TABLE 1. Network scale.

TABLE 2

TABLE 2. Network structure characteristics.

FIGURE 4

FIGURE 4. Degree distribution of the datasets: DBLP, ACM and Yelp. (A) Degree distribution of DBLP. (B) Degree distribution of ACM. (C) Degree distribution of Yelp.

Tables 1, 2 showed the three heterogeneous networks had differing scales and densities. The complex edge types led to overall sparse edges and small densities, especially for DBLP. Additionally, the three datasets exhibited contrasting diameter, average distance, and average degree. Therefore, the three datasets provided good diversity to verify the method’s effectiveness.

5.2 Evaluation criterion

5.2.1 Node propagation capability

The ability to disseminate information is a key factor to evaluate the importance of node [8]. There are many information propagation models like independent cascade model [20], linear threshold model [21], and disease spreading models [5]. Among them, the susceptibility-infection model (SI) [5] and susceptibility-influence model (SIR) [12] are the most commonly used in key node identification researches. Therefore, we used the SI and SIR models to evaluate the effectiveness of the method [22]. The SI model simulates the spread of an epidemic, where nodes can only change their status from susceptible (S) to infectious (I). Infected nodes have a probability $β$ of infecting their susceptible neighbors each time step, and once a node is infected, it will remain in that state [5]. In SIR model, infected nodes have the probability $γ$ to recover as immune individuals and no longer participate in the infection [12].

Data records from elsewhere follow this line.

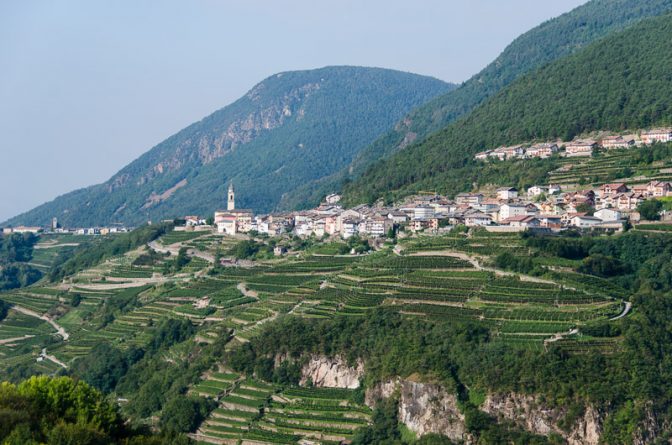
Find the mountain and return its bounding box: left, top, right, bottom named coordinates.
left=6, top=66, right=452, bottom=226
left=283, top=0, right=672, bottom=208
left=346, top=14, right=672, bottom=202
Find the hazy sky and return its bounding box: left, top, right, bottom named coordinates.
left=0, top=0, right=585, bottom=222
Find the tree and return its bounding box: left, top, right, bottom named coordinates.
left=576, top=202, right=595, bottom=216
left=161, top=395, right=212, bottom=434
left=637, top=199, right=663, bottom=221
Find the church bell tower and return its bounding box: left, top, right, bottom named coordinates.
left=226, top=182, right=236, bottom=210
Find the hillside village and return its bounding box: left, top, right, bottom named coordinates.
left=3, top=135, right=672, bottom=243
left=474, top=128, right=672, bottom=161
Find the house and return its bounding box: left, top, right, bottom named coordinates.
left=642, top=128, right=672, bottom=145
left=646, top=181, right=672, bottom=198
left=488, top=147, right=506, bottom=161
left=215, top=212, right=237, bottom=235
left=499, top=204, right=527, bottom=221
left=341, top=219, right=359, bottom=239
left=602, top=182, right=628, bottom=196
left=387, top=211, right=408, bottom=224
left=525, top=142, right=558, bottom=159
left=536, top=215, right=562, bottom=229
left=324, top=193, right=341, bottom=204
left=455, top=193, right=484, bottom=206
left=600, top=136, right=635, bottom=150
left=497, top=145, right=525, bottom=159
left=413, top=205, right=435, bottom=219
left=571, top=215, right=602, bottom=229
left=464, top=212, right=492, bottom=227
left=228, top=209, right=254, bottom=233
left=616, top=193, right=646, bottom=210
left=527, top=185, right=548, bottom=198
left=184, top=215, right=201, bottom=227
left=10, top=226, right=42, bottom=235
left=565, top=139, right=597, bottom=156
left=359, top=217, right=392, bottom=237
left=594, top=208, right=621, bottom=222
left=410, top=218, right=439, bottom=232
left=501, top=215, right=541, bottom=228
left=539, top=200, right=563, bottom=215
left=497, top=187, right=518, bottom=201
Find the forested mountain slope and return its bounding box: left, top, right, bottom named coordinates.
left=272, top=0, right=672, bottom=208
left=347, top=14, right=672, bottom=202
left=3, top=67, right=451, bottom=226
left=352, top=0, right=672, bottom=171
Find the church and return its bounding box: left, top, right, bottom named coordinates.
left=215, top=182, right=254, bottom=235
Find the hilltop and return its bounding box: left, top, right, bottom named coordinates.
left=283, top=0, right=672, bottom=208
left=7, top=66, right=452, bottom=226
left=346, top=11, right=672, bottom=202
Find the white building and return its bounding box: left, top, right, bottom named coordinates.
left=464, top=212, right=492, bottom=227
left=499, top=204, right=527, bottom=221
left=341, top=219, right=359, bottom=239
left=570, top=215, right=602, bottom=229
left=324, top=193, right=341, bottom=204
left=413, top=205, right=435, bottom=219
left=497, top=187, right=518, bottom=200
left=527, top=185, right=548, bottom=198
left=642, top=128, right=672, bottom=144
left=595, top=209, right=622, bottom=222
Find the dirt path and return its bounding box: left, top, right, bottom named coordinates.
left=409, top=250, right=558, bottom=285
left=147, top=241, right=215, bottom=263
left=12, top=305, right=70, bottom=341
left=544, top=328, right=579, bottom=349
left=236, top=283, right=259, bottom=298
left=40, top=348, right=68, bottom=369
left=0, top=334, right=35, bottom=345
left=609, top=301, right=632, bottom=321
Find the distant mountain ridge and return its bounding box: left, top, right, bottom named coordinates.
left=6, top=66, right=453, bottom=226
left=346, top=13, right=672, bottom=203
left=283, top=0, right=672, bottom=208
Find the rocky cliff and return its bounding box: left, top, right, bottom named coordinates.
left=481, top=393, right=603, bottom=445
left=300, top=355, right=364, bottom=389
left=366, top=379, right=467, bottom=441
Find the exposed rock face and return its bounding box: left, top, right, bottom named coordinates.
left=300, top=355, right=364, bottom=389
left=366, top=380, right=466, bottom=441
left=481, top=394, right=602, bottom=445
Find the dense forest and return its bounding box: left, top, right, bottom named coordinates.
left=322, top=0, right=672, bottom=199
left=0, top=376, right=189, bottom=445
left=3, top=66, right=452, bottom=227
left=0, top=233, right=42, bottom=291
left=346, top=11, right=672, bottom=203
left=282, top=0, right=672, bottom=208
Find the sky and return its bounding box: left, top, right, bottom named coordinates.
left=0, top=0, right=585, bottom=222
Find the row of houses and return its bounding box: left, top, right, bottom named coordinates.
left=474, top=128, right=672, bottom=161
left=0, top=226, right=130, bottom=235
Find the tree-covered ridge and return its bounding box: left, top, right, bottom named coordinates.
left=9, top=66, right=452, bottom=226
left=0, top=376, right=187, bottom=445
left=344, top=0, right=672, bottom=178
left=0, top=233, right=42, bottom=291
left=347, top=11, right=672, bottom=202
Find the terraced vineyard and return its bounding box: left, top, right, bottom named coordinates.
left=549, top=144, right=672, bottom=186
left=194, top=373, right=371, bottom=444
left=0, top=225, right=627, bottom=386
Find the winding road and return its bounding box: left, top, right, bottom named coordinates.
left=12, top=305, right=70, bottom=341
left=609, top=301, right=632, bottom=321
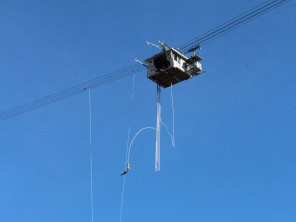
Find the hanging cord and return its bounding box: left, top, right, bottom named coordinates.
left=119, top=72, right=136, bottom=222
left=127, top=126, right=156, bottom=163
left=155, top=84, right=161, bottom=171
left=88, top=88, right=92, bottom=144
left=89, top=152, right=94, bottom=222
left=161, top=84, right=175, bottom=147
left=88, top=87, right=94, bottom=222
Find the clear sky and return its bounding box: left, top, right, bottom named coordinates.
left=0, top=0, right=296, bottom=222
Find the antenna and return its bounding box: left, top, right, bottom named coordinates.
left=146, top=41, right=161, bottom=49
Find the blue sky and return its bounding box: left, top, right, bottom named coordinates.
left=0, top=0, right=296, bottom=222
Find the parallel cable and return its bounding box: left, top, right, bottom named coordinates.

To demonstrate the method’s effectiveness in identifying key nodes, experiments set iteration times to 20, and used propagation scope as the evaluation metric. 100 experiments were conducted to reduce bias, with infectious scope calculated by averaging. In the SI experiments, a large $β$ would cause overspreading and rapid full network infection. This prevents distinguishing key node importance. Also, there are differences in the sparsity and actual propagation probability in different networks. Thus, $β$ was set to 0.05 for academic networks and 0.01 for e-commerce networks. In the SIR model, $γ$ is set to the double of $β$ . The propagation scope formula was as Eq. 20:

f (t) = 1 - \frac{|S_{t}|}{|V|}, (20)

where the $S_{t}$ is the set of susceptible nodes at time step $t$ , $f (t)$ denotes the infection scope at time step t.

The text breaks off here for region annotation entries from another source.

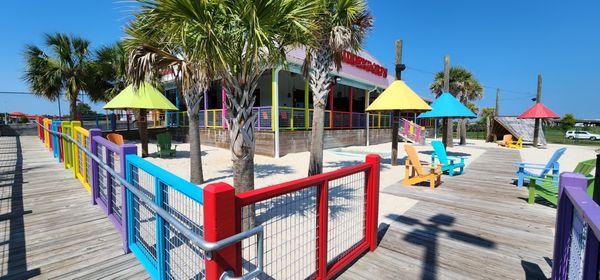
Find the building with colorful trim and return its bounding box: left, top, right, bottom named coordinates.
left=165, top=48, right=428, bottom=157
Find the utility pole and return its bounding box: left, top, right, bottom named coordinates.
left=442, top=55, right=453, bottom=148
left=391, top=40, right=406, bottom=166
left=533, top=74, right=542, bottom=147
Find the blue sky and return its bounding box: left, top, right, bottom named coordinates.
left=0, top=0, right=600, bottom=118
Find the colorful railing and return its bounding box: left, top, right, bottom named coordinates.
left=552, top=172, right=600, bottom=280
left=38, top=119, right=379, bottom=279
left=165, top=106, right=391, bottom=130
left=398, top=118, right=425, bottom=144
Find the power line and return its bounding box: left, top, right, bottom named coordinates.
left=406, top=66, right=534, bottom=98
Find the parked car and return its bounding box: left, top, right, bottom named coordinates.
left=565, top=130, right=600, bottom=141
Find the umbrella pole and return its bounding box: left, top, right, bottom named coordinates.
left=442, top=118, right=448, bottom=151
left=392, top=111, right=398, bottom=166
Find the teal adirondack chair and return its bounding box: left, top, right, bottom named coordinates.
left=156, top=133, right=177, bottom=158
left=527, top=159, right=596, bottom=205
left=431, top=140, right=465, bottom=176
left=517, top=148, right=567, bottom=188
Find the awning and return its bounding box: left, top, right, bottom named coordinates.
left=517, top=103, right=560, bottom=119
left=102, top=83, right=177, bottom=110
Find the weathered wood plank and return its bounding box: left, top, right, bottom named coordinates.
left=0, top=137, right=149, bottom=279
left=340, top=148, right=556, bottom=279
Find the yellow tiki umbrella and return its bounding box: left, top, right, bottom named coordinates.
left=102, top=83, right=177, bottom=157
left=366, top=80, right=431, bottom=112
left=366, top=80, right=431, bottom=165
left=102, top=83, right=177, bottom=110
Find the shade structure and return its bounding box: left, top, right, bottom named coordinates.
left=417, top=92, right=477, bottom=118
left=366, top=80, right=431, bottom=112
left=517, top=103, right=560, bottom=119
left=102, top=83, right=177, bottom=110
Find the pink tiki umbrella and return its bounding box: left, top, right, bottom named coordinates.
left=517, top=103, right=560, bottom=147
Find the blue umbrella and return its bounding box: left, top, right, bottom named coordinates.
left=417, top=92, right=477, bottom=118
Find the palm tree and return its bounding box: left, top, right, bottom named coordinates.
left=125, top=1, right=217, bottom=184
left=429, top=66, right=483, bottom=145
left=221, top=0, right=322, bottom=192
left=304, top=0, right=373, bottom=176
left=94, top=41, right=128, bottom=101
left=23, top=33, right=102, bottom=119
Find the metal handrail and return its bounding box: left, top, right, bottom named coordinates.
left=36, top=121, right=264, bottom=280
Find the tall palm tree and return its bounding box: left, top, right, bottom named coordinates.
left=304, top=0, right=373, bottom=176
left=23, top=33, right=102, bottom=119
left=221, top=0, right=320, bottom=192
left=125, top=0, right=218, bottom=184
left=429, top=66, right=483, bottom=145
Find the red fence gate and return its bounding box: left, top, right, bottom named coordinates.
left=204, top=155, right=380, bottom=279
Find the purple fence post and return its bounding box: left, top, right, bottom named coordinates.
left=552, top=172, right=587, bottom=279
left=119, top=144, right=137, bottom=254
left=88, top=128, right=102, bottom=205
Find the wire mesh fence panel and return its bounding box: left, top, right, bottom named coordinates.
left=568, top=211, right=588, bottom=279
left=130, top=165, right=157, bottom=266
left=256, top=107, right=271, bottom=130
left=160, top=182, right=205, bottom=279
left=333, top=111, right=351, bottom=128
left=327, top=172, right=367, bottom=264
left=96, top=144, right=110, bottom=205
left=352, top=113, right=367, bottom=128
left=279, top=107, right=292, bottom=129
left=242, top=186, right=318, bottom=279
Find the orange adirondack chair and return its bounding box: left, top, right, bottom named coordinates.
left=402, top=145, right=442, bottom=190
left=496, top=134, right=513, bottom=147
left=106, top=133, right=125, bottom=146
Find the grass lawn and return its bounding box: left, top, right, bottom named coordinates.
left=462, top=127, right=600, bottom=147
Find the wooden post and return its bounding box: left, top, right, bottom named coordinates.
left=442, top=56, right=453, bottom=148
left=593, top=152, right=600, bottom=204
left=533, top=74, right=542, bottom=147
left=494, top=88, right=500, bottom=117
left=391, top=40, right=402, bottom=166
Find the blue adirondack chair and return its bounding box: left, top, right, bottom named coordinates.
left=431, top=140, right=465, bottom=176
left=517, top=148, right=567, bottom=188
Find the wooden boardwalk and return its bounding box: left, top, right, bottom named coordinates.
left=340, top=149, right=556, bottom=279
left=0, top=136, right=148, bottom=279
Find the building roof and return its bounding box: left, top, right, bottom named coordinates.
left=103, top=83, right=177, bottom=110
left=287, top=47, right=390, bottom=88
left=517, top=103, right=560, bottom=119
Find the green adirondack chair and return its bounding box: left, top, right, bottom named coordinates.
left=156, top=133, right=177, bottom=158
left=528, top=159, right=596, bottom=205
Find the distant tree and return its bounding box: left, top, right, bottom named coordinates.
left=429, top=66, right=483, bottom=145
left=77, top=102, right=96, bottom=116
left=559, top=113, right=577, bottom=131
left=23, top=33, right=101, bottom=118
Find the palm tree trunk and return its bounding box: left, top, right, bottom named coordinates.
left=226, top=85, right=256, bottom=230
left=308, top=49, right=332, bottom=176
left=308, top=105, right=325, bottom=176
left=460, top=119, right=467, bottom=146
left=70, top=98, right=79, bottom=120
left=444, top=118, right=454, bottom=148
left=135, top=109, right=148, bottom=157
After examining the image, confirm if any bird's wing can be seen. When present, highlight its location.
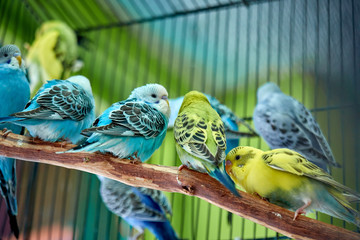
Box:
[13,81,93,121]
[254,104,329,168]
[262,149,360,200]
[174,112,215,164]
[293,99,338,166]
[83,100,167,139]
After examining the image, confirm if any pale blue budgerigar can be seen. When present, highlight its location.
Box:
[0,75,95,143]
[67,84,170,162]
[98,175,178,240]
[253,83,340,172]
[168,94,257,154]
[174,91,240,196]
[0,45,30,238]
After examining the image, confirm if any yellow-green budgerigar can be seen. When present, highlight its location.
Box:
[226,146,360,226]
[174,91,240,196]
[26,21,78,91]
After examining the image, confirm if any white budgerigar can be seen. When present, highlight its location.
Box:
[253,83,339,172]
[68,84,170,162]
[0,75,95,143]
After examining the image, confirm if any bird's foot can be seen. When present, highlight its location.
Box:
[293,200,311,221]
[2,128,12,138]
[176,164,194,194]
[253,193,269,202]
[130,152,141,164]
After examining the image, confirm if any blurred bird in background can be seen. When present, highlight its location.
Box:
[67,84,170,162]
[168,94,257,154]
[26,21,82,92]
[0,75,95,143]
[0,45,30,238]
[174,91,240,196]
[98,175,178,240]
[253,83,340,172]
[226,147,360,227]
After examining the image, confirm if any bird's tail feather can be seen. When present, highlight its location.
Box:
[0,117,25,123]
[209,165,241,197]
[149,221,179,240]
[322,190,360,227]
[1,180,19,238]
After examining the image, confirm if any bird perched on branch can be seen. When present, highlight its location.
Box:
[0,75,95,143]
[0,45,30,238]
[26,21,80,91]
[226,147,360,226]
[168,94,257,154]
[253,83,340,172]
[98,175,178,240]
[174,91,240,196]
[67,84,170,162]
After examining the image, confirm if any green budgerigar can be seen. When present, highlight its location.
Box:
[174,91,240,196]
[26,21,78,92]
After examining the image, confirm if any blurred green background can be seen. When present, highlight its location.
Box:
[0,0,360,239]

5.2.2 Average shortest path length

Rich club effect demonstrates that more decentralized seed nodes enable faster information propagation [18]. Therefore, we further select the average shortest path length between key nodes to analyze the performance of different methods, which is defined as Eq. 21 follows [23]:

L_{s} = \frac{1}{|S| (|S |- 1|)} \sum_{\begin{array}{l} u, v \in S \\ u \neq v \end{array}} l_{u, v}, (21)

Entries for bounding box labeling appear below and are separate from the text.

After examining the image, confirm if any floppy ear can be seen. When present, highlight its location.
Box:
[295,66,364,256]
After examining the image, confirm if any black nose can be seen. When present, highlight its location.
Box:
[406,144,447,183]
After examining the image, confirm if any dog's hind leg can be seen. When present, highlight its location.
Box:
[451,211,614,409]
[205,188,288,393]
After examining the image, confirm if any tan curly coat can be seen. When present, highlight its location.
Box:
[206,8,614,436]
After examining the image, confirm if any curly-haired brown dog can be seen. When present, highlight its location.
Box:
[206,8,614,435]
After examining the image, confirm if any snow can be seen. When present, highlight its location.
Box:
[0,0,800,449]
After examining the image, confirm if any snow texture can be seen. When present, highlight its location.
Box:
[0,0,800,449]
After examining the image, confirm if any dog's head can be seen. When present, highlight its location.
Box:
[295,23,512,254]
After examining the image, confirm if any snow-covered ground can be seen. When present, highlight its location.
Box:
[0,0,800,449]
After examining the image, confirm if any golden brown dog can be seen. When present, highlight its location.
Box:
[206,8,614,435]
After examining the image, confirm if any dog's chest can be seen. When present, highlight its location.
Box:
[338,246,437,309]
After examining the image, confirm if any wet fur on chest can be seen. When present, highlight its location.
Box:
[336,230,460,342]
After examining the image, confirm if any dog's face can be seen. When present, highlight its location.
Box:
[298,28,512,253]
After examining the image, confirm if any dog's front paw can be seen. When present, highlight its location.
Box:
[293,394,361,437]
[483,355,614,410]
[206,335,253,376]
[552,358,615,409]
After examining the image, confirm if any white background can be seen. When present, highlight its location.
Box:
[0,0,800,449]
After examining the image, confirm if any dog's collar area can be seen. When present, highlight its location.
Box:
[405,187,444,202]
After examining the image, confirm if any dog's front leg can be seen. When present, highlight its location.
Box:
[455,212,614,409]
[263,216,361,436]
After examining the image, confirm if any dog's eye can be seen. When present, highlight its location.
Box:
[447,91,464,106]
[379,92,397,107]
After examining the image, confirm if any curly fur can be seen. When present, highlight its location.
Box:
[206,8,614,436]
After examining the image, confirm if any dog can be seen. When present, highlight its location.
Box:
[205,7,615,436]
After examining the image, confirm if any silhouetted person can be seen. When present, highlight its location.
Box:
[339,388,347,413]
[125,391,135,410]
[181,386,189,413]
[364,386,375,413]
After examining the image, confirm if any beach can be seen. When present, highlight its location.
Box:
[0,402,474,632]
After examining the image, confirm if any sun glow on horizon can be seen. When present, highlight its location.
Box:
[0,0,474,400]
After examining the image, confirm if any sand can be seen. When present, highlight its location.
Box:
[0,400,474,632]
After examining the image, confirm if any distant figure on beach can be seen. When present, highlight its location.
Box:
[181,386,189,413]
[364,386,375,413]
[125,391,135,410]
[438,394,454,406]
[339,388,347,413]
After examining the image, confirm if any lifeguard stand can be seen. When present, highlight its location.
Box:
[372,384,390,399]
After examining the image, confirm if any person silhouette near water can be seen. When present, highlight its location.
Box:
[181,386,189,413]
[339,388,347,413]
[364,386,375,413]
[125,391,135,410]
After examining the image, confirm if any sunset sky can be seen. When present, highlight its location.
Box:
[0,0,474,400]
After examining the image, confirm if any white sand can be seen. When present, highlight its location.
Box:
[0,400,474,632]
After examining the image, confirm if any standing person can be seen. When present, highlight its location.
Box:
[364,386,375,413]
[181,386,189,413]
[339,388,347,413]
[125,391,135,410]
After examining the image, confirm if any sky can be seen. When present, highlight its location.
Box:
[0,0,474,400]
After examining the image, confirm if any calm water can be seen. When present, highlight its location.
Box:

where $S$ is the key node set, $|S|$ denotes the number of key nodes in $S$ , and $l_{u, v}$ denotes the length of the shortest path from node $u$ to $v$ .

5.2.3 Node ranking monotonicity

Ma et al. pointed out that good node influence rankings require high resolution [24]. Higher resolution enables easier distinction between nodes’ influence differences. Therefore, to quantitatively measure resolution, ranking monotonicity was introduced as an evaluation metric, calculated by Eq. 22:

M o n o t o n i c i t y (M) = {[1 - \frac{\sum_{c \in V} N_{c} (N_{c} - 1)}{N (N - 1)}]}^{2}, (22)

where $N_{c}$ denotes the number of nodes with the same metric evaluation score; $N$ denotes the number of nodes in the network.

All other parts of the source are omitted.